O caçador do povo que enfrentou o pássaro tenebroso (conto da mitologia Iorubá)
PRANDI, Reginaldo. Ifá, o adivinho: histórias dos deuses africanos que vieram para o Brasil com os escravos. São Paulo: Companhia das letrinhas, 2002.

            Entre as inúmeras histórias que Ifá reuniu e que ele gosta de contar para quem vai consultá-lo, há uma que fala de um jovem caçador que tinha apenas uma flecha e que, mesmo assim, se transformou num grande herói popular. A história diz mais ou menos o seguinte:
            Lá na África, o reino de Queto estava em festa. O reei mandou preparar um grande banquete e convidou todos os habitantes do lugar para, durante vários dias, comer, beber e dançar. Além dos que moravam na aldeia, vieram convidados de todos os lugares próximos: dos campos, das florestas, das montanhas. Veio gente do interior e do litoral. Reis de cidades vizinhas mandaram seus representantes.
            Logo de manhã,  todo o povo se encontrava na praça, defronte ao palácio do rei, cada um ostentando seu traje mais caro e vistoso. Todos falavam alto, riam, exibiam suas joias. O rei estava sentado no trono, no meio da praça, sob um enorme guarda-sol, e todas as autoridades para lá se dirigiam para saudá-lo. Os parentes que vinham de longe cumprimentavam os do lugar, as moças flertavam com os rapazes, as crianças corriam de lá para cá. Os tambores tocavam e farta comida era servida.
            Porém, mal a festa havia começado, uma coisa muito grave aconteceu. De repente, a luz do dia foi encoberta pelo voo de uma ave tremenda. O pássaro imenso cobriu a luz do sol e espalhou o medo na praça. Fez um voo rasante sobre os telhados da cidade e pousou bem na cumeeira do palácio real. Tinha penas negras e arrepiadas, olhos de vidro, bico de aço.

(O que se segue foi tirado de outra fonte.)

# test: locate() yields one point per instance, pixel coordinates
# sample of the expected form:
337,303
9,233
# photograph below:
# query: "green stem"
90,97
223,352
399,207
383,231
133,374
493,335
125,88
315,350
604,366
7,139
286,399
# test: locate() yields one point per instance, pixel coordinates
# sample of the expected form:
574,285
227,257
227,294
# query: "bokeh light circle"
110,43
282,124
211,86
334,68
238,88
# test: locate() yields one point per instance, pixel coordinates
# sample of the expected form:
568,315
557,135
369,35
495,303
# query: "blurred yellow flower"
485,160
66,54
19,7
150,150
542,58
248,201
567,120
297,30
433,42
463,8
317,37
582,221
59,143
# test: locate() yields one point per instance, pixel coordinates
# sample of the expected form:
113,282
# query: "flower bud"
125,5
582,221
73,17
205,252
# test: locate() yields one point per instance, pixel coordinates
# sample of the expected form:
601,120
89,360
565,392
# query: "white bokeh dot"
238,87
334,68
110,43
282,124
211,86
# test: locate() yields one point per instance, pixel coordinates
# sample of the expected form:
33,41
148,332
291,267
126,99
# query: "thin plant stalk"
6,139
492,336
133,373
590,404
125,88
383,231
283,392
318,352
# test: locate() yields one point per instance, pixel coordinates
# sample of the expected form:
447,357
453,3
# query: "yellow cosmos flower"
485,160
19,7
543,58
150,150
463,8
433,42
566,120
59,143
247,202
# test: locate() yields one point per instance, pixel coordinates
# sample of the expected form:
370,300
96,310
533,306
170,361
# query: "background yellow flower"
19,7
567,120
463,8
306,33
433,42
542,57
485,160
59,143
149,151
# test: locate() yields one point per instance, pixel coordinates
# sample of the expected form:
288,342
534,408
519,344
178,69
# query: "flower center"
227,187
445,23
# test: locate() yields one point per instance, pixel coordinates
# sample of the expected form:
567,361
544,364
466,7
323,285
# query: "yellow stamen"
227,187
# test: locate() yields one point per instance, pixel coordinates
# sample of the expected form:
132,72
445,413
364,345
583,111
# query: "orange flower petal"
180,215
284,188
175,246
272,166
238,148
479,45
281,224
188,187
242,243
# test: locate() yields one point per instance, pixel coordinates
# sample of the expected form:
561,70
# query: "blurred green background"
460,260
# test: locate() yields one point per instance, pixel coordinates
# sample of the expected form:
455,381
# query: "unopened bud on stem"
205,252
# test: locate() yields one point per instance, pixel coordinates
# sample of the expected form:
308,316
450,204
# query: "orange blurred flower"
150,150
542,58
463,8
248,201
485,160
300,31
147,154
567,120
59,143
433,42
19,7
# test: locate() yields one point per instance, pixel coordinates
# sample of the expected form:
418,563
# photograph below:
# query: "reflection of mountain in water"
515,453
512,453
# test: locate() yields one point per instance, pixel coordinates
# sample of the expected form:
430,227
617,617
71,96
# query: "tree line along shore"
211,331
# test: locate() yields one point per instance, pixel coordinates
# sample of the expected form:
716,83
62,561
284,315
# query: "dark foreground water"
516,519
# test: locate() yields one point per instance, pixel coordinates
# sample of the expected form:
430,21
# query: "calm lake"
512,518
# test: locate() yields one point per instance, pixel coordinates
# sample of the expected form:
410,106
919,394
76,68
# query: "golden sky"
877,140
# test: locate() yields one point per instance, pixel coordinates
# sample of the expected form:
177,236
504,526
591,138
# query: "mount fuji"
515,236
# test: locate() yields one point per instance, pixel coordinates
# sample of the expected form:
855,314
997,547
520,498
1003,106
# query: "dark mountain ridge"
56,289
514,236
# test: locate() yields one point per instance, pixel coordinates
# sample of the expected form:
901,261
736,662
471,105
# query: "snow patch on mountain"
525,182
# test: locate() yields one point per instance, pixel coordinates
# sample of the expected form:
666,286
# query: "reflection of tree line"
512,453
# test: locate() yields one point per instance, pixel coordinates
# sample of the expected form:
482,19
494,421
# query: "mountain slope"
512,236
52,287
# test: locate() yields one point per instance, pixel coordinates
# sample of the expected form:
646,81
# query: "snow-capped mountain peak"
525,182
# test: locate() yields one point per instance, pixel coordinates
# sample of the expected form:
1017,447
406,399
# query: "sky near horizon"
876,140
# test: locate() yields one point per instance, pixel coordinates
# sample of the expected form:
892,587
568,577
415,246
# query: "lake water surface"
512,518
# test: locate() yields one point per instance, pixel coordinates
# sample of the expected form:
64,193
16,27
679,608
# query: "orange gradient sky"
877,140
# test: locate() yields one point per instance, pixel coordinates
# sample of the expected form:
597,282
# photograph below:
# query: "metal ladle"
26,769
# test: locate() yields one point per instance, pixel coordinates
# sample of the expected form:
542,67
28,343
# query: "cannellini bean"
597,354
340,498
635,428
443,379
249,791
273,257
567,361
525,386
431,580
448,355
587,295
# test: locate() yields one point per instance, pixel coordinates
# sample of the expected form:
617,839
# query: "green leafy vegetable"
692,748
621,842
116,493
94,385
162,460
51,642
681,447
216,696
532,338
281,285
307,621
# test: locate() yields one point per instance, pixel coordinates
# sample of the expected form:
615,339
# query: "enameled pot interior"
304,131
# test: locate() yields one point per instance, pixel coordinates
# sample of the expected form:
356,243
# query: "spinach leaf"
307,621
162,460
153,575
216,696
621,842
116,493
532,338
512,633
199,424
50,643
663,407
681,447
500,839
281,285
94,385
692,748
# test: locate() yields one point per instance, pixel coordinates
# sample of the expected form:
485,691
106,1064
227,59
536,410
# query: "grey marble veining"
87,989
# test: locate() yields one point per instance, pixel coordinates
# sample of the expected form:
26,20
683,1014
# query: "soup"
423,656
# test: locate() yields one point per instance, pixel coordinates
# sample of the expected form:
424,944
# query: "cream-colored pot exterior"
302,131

            Quando o pássaro deu seu primeiro pio, as folhas caíram das árvores, a comida estragou nas gamelas, o vinho azedou nas cabaças.
            Quando o pássaro deu seu segundo pio, os mansos animais da aldeia ficaram enfurecidos, os pés de inhame nas plantações vizinhas murcharam, a água das minas e cisternas ficou com gosto de sal.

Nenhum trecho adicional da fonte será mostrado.